Hive数仓分层建设

本文介绍了Hive数据仓库的分层建设,包括ODS层、DWD层、DWS层和ADS层。ODS层主要存储原始数据,DWD层对原始数据进行简单处理,DWS层进一步处理,而ADS层则对数据进行聚合统计并导出到关系型数据库供查询。详细讲述了各层的建表和数据载入语句。
摘要由CSDN通过智能技术生成

Hive分层

ODS层:一般存储原始数据
DWD层:对ODS层的数据进行简单的处理
DWS层:对DWS层的数据进行进一步处理
ADS层:对DWS层的数据进行聚合统计,一般会导出到关系性数据库中提供后台查询

ODS层

直接对原始数据进行入库存储
ods层建表语句如下:

#! /bin/bash

echo "===prepare to create table test_ods_xxx_event==="

sql1="
use xxx_dataware;
CREATE EXTERNAL TABLE IF NOT EXISTS test_ods_xxx_event (
  e_json string
  )
PARTITIONED BY (\`dt\` string)
ROW FORMAT DELIMITED
FIELDS TERMINATED BY "\t"
LOCATION '/user/hive/warehouse/test_ods/test_ods_xxx_event'
TBLPROPERTIES ("orc.compress"="SNAPPY");"

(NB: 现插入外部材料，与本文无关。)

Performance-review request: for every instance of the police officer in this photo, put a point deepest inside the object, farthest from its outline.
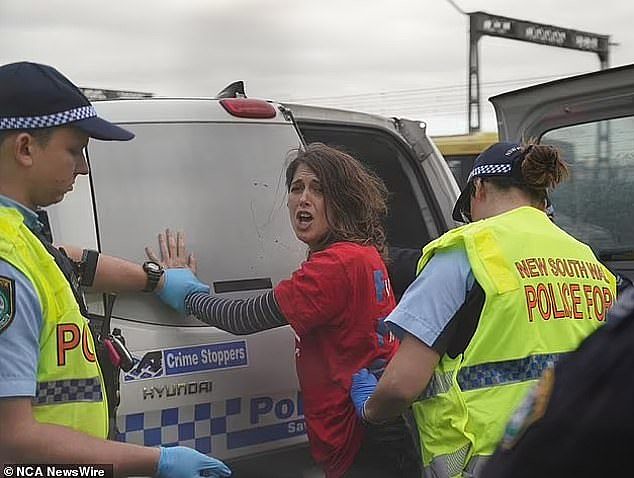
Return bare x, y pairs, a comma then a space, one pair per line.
495, 303
53, 408
579, 420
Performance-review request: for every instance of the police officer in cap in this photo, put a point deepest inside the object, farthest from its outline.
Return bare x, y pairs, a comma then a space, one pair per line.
495, 303
53, 406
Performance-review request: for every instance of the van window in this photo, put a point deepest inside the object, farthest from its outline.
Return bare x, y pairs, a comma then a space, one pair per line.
595, 204
404, 226
221, 183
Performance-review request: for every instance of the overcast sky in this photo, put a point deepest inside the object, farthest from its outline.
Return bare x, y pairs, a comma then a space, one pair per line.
394, 57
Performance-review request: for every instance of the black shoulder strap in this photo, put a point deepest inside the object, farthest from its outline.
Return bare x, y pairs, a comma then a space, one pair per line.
70, 271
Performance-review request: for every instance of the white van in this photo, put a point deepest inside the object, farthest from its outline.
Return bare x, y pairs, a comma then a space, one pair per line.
215, 169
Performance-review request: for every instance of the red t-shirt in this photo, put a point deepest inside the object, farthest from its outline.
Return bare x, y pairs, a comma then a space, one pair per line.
334, 303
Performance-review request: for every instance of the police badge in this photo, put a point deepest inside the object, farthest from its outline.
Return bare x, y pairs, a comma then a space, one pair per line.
7, 302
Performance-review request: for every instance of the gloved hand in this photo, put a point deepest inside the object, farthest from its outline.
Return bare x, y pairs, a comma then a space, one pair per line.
178, 284
184, 462
363, 385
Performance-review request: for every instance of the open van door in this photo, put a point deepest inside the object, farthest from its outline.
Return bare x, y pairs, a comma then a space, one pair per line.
590, 118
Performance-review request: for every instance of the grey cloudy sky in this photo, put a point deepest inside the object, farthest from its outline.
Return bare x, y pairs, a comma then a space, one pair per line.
348, 53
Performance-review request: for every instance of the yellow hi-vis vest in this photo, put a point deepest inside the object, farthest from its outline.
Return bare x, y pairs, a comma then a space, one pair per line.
70, 389
544, 293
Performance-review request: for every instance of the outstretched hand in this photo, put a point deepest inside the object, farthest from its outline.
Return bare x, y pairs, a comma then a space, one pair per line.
173, 251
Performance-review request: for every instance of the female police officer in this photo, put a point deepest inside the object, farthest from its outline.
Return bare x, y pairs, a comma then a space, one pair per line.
495, 302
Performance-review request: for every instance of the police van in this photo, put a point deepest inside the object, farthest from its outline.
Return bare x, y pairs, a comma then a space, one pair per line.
214, 168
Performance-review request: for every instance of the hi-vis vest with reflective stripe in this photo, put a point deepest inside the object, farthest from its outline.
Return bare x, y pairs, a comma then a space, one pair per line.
70, 389
545, 292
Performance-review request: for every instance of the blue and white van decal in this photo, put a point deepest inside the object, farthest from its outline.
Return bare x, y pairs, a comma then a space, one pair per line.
218, 427
186, 360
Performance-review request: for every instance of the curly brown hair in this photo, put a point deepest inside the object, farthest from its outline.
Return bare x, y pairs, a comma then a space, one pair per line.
355, 197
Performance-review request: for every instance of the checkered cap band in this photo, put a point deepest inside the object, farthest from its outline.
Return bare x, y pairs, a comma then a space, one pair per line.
65, 391
489, 170
47, 121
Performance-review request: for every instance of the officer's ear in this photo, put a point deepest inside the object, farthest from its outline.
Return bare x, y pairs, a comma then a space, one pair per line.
479, 187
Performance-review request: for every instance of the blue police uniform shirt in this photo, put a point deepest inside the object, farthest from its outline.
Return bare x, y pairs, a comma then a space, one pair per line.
430, 302
20, 340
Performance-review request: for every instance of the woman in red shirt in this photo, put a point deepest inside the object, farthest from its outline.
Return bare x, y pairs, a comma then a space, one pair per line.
335, 303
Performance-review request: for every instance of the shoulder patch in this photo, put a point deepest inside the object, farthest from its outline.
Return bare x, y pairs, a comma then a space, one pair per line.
7, 302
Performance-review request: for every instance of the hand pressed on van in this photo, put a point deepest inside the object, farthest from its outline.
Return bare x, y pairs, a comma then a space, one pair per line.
179, 279
173, 251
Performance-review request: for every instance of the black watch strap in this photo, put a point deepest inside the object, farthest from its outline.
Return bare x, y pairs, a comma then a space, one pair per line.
153, 271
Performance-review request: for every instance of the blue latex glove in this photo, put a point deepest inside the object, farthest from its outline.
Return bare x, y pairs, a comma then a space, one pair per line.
184, 462
363, 385
178, 284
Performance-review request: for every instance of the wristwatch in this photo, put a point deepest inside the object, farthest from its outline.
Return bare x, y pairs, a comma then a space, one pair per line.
154, 271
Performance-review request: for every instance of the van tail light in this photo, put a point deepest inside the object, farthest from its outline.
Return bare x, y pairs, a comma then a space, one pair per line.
248, 108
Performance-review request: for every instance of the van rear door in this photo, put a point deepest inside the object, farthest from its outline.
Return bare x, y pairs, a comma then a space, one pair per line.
590, 118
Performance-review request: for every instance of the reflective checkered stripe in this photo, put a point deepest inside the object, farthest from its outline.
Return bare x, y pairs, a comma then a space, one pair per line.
219, 428
67, 391
47, 121
489, 170
492, 374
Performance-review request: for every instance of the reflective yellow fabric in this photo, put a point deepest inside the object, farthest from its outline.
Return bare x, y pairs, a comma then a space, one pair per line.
70, 389
545, 292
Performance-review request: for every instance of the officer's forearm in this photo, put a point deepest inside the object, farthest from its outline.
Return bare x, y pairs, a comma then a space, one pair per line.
118, 275
112, 273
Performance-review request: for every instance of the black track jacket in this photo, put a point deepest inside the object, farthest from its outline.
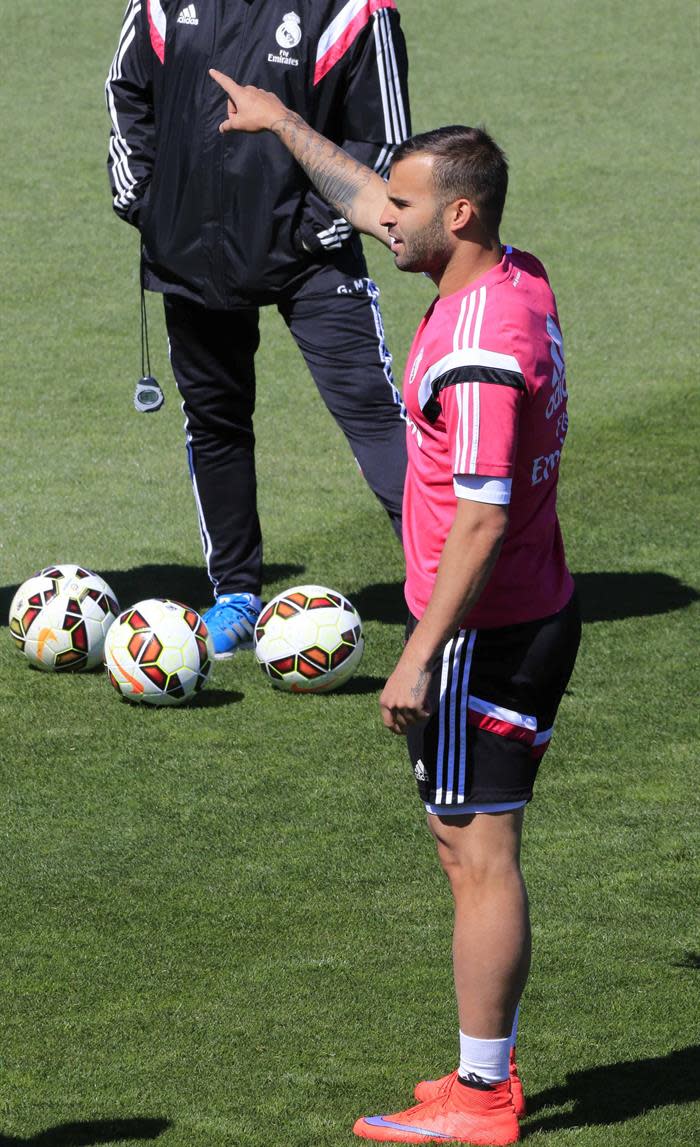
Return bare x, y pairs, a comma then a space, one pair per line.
230, 220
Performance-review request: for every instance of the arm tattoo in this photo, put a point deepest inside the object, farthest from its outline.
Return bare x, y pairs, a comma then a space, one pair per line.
418, 688
333, 172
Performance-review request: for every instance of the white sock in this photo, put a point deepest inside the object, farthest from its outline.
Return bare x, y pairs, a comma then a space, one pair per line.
483, 1060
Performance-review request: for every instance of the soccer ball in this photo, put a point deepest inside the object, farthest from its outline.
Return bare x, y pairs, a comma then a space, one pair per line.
60, 617
309, 639
158, 652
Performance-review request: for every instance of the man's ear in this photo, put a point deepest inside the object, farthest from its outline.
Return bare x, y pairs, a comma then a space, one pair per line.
460, 213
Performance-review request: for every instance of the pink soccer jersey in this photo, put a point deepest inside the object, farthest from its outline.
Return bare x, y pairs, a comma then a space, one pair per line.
485, 395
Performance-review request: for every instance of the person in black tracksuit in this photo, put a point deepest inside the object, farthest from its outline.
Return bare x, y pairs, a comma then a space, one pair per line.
231, 224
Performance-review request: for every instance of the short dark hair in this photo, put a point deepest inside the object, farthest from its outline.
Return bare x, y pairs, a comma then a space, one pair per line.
467, 163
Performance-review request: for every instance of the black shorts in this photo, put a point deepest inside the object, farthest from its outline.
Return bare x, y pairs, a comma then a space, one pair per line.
494, 695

useSql="use xxx_dataware;"

sql="CREATE EXTERNAL TABLE IF NOT EXISTS test_ods_xxx_event (\`e_json\` string) PARTITIONED BY (\`dt\` string) ROW FORMAT DELIMITED FIELDS TERMINATED BY \"\t\" LOCATION '/user/hive/warehouse/test_ods/test_ods_xxx_event' TBLPROPERTIES (\"orc.compress\"=\"SNAPPY\");"

newsql="\"use xxx_dataware;select * from test_ods_xxx_event;\""
echo ${newsql}
beeline -u jdbc:hive2://xxx.xxx.xx.xxx:10000 -n metastore -p hive -e "${useSql}${sql}"
# beeline -n metastore -p hive -e ${newsql}
# hive -e ${sql}

echo "===finashed create table==="

数据载入语句:

#! /bin/bash

db=xxx_dataware
useSql="use xxx_dataware;"

if [ -n "$1" ] ; then
        do_date=$1
else
        do_date=`date -d "-1 day" +%F`
fi


hdfs dfs -ls /hdfsSink/xxxEvent/ | grep ${do_date} | awk '{print$8}' > tmp_hdfs_dir

cat tmp_hdfs_dir | while read line
do
 #       echo "$line"
        sql="load data inpath 'hdfs:$line/*' into table test_ods_xxx_event partition(dt='${do_date}');"
#       echo "$sql"
        beeline -u jdbc:hive2://xxx.xxx.xx.xxx:10000 -n metastore -p hive -e "${useSql}${sql}"
done

DWD层

由于ods层存储的是json格式的数据,所以dwd只对json串进行解析:
dwd层创表语句如下:


#! /bin/bash

echo "===prepare to create table test_dwd_xxx_login_event==="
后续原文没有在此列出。